Retour salon : « Julie tu prends ton petit déjeuner, dépêche – toââ allez debout on s’habille dépêche toâââ ». Péniblement j’habille Julie « Allez mange ta banane, oui j’ai vu les trois petits cochons, non je ne veux pas manger de banane Alleeeeeeeeeeeeeeez dépêche toâ ! »

 

Arrive le moment du départ pour l’école je dois impérativement être à l’heure pour attraper mon bus et avoir mon train pour cause réunion de la plus haute importance (du moins, c’est ce que je crois à ce moment-là…), je dis « Julie éteins la télé », Julie appuie sur la mauvaise télécommande et allume, du coup la rognotudju de PlayStation. J’éteins la télé, puis j’essaye d’éteindre la PlayStation, c’est toujours difficile, sachant qu’il n’y a pas de bouton off.

 

Après quelques minutes d’énervement j’arrive à l’éteindre.

 

« Maman, oui ma puce ? Qui c’est qui a éteint la télévision ? (j’essaye de noyer le poisson) C’est nous deux ma puce. Oui mais maman, c’est moi qui éteins la télévision, OK je la rallume et toi tu l’éteins (ça me fait économiser quelques précieuses minutes de discussion). Julie se trompe et appuie à nouveau sur la télécommande de la PlayStation….premier jurlement de la journée.

 

Un jurlement et une façon de s’exprimer : pendant que tu jures comme un charretier « à l’intérieur » à l’extérieur un seul mot résonne « Julie !!! » le jurlement est donc l’action de jurer intérieurement pour garder chaste les petites oreilles, et de hurler à l’extérieur car ça fait du bien.

 

« Mais maman, pourquoi tu cries ? » Et là, grosses larmes sur petites joues rebondies.

 

Haute culpabilité maternelle.

 

Je m’assoie, je la calme je m’excuse « oui Julie je n’aurais pas dû crier, maman est désolée ». Après tout ce n’est pas de sa faute si la PlayStation est mal fichue.

 

Petits yeux humides, snif snif je dis « Julie est-ce qu’avec un petit bonbon ça irait mieux ? ». Elle me fait comprendre que vue la situation, un bonbon la soulagerait sûrement.

 

« Oui mais c’est moi qui choisit » me dit-elle.

 

J’ouvre la boite à bonbons (la boite à bonbons ne s’ouvre que pour raison exceptionnelle, je vous rassure).

Et je vois les tentations, une sucette, quelques carambars, quelques colliers de bonbons…j’avise un bonbon Krema à l’orange emballé, ça au moins, ce sera vite réglé. Je lui donne.

« Mais maman, c’est moi qui devais choisir ! »  « Oui, mais non (notez que « oui mais non » est passé dans mon vocabulaire courant) ma puce je prends exprès celui-là car au moins tu n’aurais pas les doigts qui collent ».

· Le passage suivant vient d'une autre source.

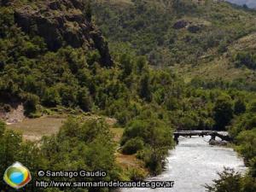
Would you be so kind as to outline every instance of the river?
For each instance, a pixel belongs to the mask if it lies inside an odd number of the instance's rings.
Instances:
[[[121,192],[206,192],[204,185],[218,178],[224,167],[244,172],[241,158],[230,148],[210,146],[204,138],[179,137],[179,144],[170,151],[166,171],[148,180],[174,181],[172,189],[123,189]]]

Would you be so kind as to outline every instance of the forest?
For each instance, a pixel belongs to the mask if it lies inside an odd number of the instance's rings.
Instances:
[[[175,148],[173,131],[228,131],[234,139],[232,147],[243,157],[249,172],[241,176],[225,170],[214,186],[207,187],[208,191],[256,190],[255,49],[233,51],[230,48],[237,39],[256,31],[252,25],[255,11],[226,3],[212,5],[212,1],[207,1],[212,7],[173,1],[168,4],[169,9],[163,9],[157,1],[131,1],[133,6],[129,9],[122,7],[130,6],[125,3],[74,1],[81,3],[80,9],[59,0],[59,7],[45,10],[42,7],[49,6],[44,5],[48,1],[0,2],[1,111],[9,112],[14,104],[22,103],[26,116],[32,119],[63,108],[70,114],[75,111],[114,118],[115,126],[124,129],[121,153],[135,154],[151,175],[163,171],[168,151]],[[22,12],[22,6],[31,9]],[[205,8],[210,14],[205,14]],[[47,14],[49,9],[53,10]],[[40,33],[32,10],[49,17],[49,27],[60,42],[57,48]],[[247,27],[234,16],[237,13],[246,20]],[[24,30],[19,17],[31,17],[31,28]],[[199,17],[203,19],[198,20]],[[65,29],[53,21],[56,18],[65,20]],[[88,23],[86,30],[90,32],[85,38],[79,37],[79,30],[84,30],[80,20]],[[101,38],[95,25],[107,40]],[[69,42],[66,34],[73,35],[78,44]],[[252,78],[238,73],[237,76],[231,74],[231,79],[195,75],[187,81],[186,75],[172,67],[200,67],[224,54],[230,67],[249,72]],[[108,181],[142,179],[139,170],[127,173],[116,164],[112,138],[103,118],[83,121],[73,115],[58,133],[43,137],[37,143],[23,140],[20,133],[7,129],[1,122],[0,172],[14,161],[20,161],[30,167],[34,178],[38,178],[38,169],[86,169],[108,172],[105,179]],[[2,180],[0,186],[0,191],[15,191]],[[112,189],[34,189],[30,183],[25,190],[94,192]]]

Julie enlève ses gants, enlève le papier et mange le bonbon

« Maman, j’ai les mains qui collent !! » (Je l’attendais celle-là…) Coup d’œil à la montre….

Mes tes gants ma puce, comme ça tes mains ne colleront plus on les lavera à l’école….

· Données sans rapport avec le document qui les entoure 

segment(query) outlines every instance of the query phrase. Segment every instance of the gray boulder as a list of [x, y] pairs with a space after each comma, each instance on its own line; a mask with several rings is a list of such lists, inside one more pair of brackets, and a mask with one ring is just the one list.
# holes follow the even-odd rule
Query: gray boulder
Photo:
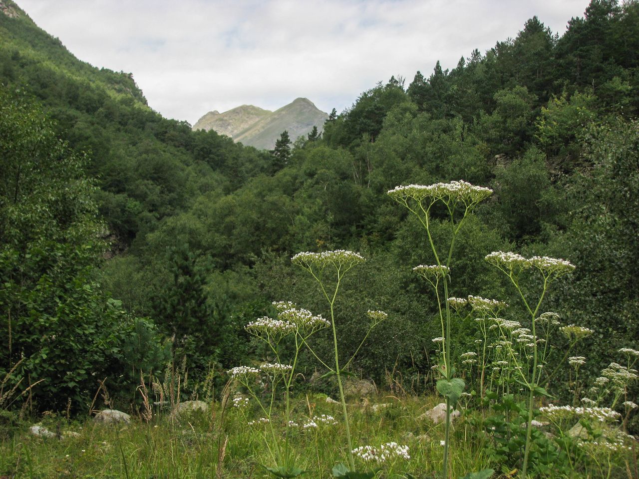
[[377, 388], [373, 381], [366, 379], [348, 379], [344, 383], [344, 395], [349, 399], [372, 397], [377, 394]]
[[180, 416], [189, 416], [194, 413], [206, 414], [208, 411], [208, 404], [204, 401], [184, 401], [175, 406], [173, 413], [179, 418]]
[[126, 413], [118, 411], [118, 409], [104, 409], [98, 413], [93, 418], [93, 420], [103, 424], [116, 424], [118, 423], [128, 424], [131, 422], [131, 416]]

Clé dans la porte, blouson fermé, on se précipite pour aller à l’école. Sur le chemin, nous croisons Anna et sa maman. Anna, pleine d’énergie (mon Dieu, mais comment fait-elle ?) saute sur place, court partout et dit à Julie « attrape-moi si tu peux !! ». Les filles partent à toute vitesse, et je vois la route arriver.

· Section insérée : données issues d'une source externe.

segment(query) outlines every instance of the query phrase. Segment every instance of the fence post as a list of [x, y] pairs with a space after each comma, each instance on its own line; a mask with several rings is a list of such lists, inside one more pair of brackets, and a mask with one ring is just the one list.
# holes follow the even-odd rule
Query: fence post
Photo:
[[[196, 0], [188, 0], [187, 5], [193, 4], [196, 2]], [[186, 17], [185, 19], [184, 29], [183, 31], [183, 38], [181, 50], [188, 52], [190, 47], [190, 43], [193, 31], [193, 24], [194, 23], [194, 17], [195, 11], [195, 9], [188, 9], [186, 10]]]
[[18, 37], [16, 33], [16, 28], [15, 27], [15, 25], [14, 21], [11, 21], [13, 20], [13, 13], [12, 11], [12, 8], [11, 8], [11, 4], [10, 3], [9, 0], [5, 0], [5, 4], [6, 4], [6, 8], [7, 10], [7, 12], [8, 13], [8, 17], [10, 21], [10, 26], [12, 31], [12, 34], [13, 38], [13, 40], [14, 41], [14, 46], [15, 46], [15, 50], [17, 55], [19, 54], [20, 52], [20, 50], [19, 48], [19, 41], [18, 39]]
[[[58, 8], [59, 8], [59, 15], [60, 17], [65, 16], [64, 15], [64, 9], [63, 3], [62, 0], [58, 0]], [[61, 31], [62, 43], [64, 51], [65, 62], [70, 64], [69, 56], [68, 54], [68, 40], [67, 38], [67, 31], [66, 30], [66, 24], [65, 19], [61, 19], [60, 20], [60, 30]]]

Deuxième jurlement. Donc je jurle : « JULIE !!!! ». Effet immédiat, elle s’arrête de courir.

 

Le reste du parcours se déroule sans encombre.

 

Arrivées à l’école, le couloir est boqué par le petit Adrien qui se roule par terre parce qu’il n’a pas son doudou, et ses parents (les deux) désemparés en train de le tirer par le pull jusqu’à la salle de classe. Je fais bisou à ma petite puce, et je lui dis, « faufile-toi », ce qu’elle fait. Opération dépôt à l’école si on excepte le parcours, en général est assez rapide. Ce qui me permet de sprinter jusqu’à l’arrêt de bus, façon slalom pour éviter les parents et les enfants qui vont, eux, en direction de l’école.

 

Arrivée arrêt de bus. Il est en retard (ça tombe bien, moi aussi). Je retrouve Alphonse et Alice, deux copains de bus. Nous devisons tranquillement sur le fait que si le bus arrive en retard, mathématiquement, il y a un risque que nous loupions le train. Aujourd’hui j’ai une réunion importante, je dois donc être là-bas à 9h30 pétante (9h29 serait un plus, j’aurais le temps de boire un café…).

 

Le bus finit par arriver….et nous amener à la gare. Premier constat, il y a sûrement des trains qui ne sont pas passés, car le quai est noir de monde. Avec Alphonse et Alice, nous nous faufilons jusqu’au bout du quai. Le train arrive, nous rentrons au chausse-pied dans le wagon. Nous nous organisons avec les autres voyageurs pour utiliser tous les m² disponibles. Car si nous nous sommes rentrés, ce ne sera probablement pas le cas des autres voyageurs des autres gares du trajet. Blagues des usagers : « avec tout ça il ne manque plus qu’un malaise voyageur !! Attention v’la le contrôleur, ah ben il sera bien reçu !! »

 

Quelques jurlements: poussez-pas, ah mais monsieur, je n’y suis pour rien, est-ce que les voyageurs dans les allées pourraient se serrer plus bah non, en fait sinon, on va finir sur les genoux de ceux qui sont assis, ah ben c’est peut être la solution. Et si je me mettais dans le porte bagage ? Ah ah ah….

 

Et là Alice a eu cette réflexion: « quand je pense à tout ce qu’on subit le matin pour aller travailler (également mère d’une petite Coralie, 8 ans, avec qui, ce matin ça ne s’est pas super bien passé) et que je vais avoir mon entretien annuel avec cette petite phrase qui revient tout le temps : « vous n’êtes pas assez motivée !!!! ».

Moche…

Dimanche, petite puce, devant sa robe cendrillon, un brin désappointée car sa robe est déchirée.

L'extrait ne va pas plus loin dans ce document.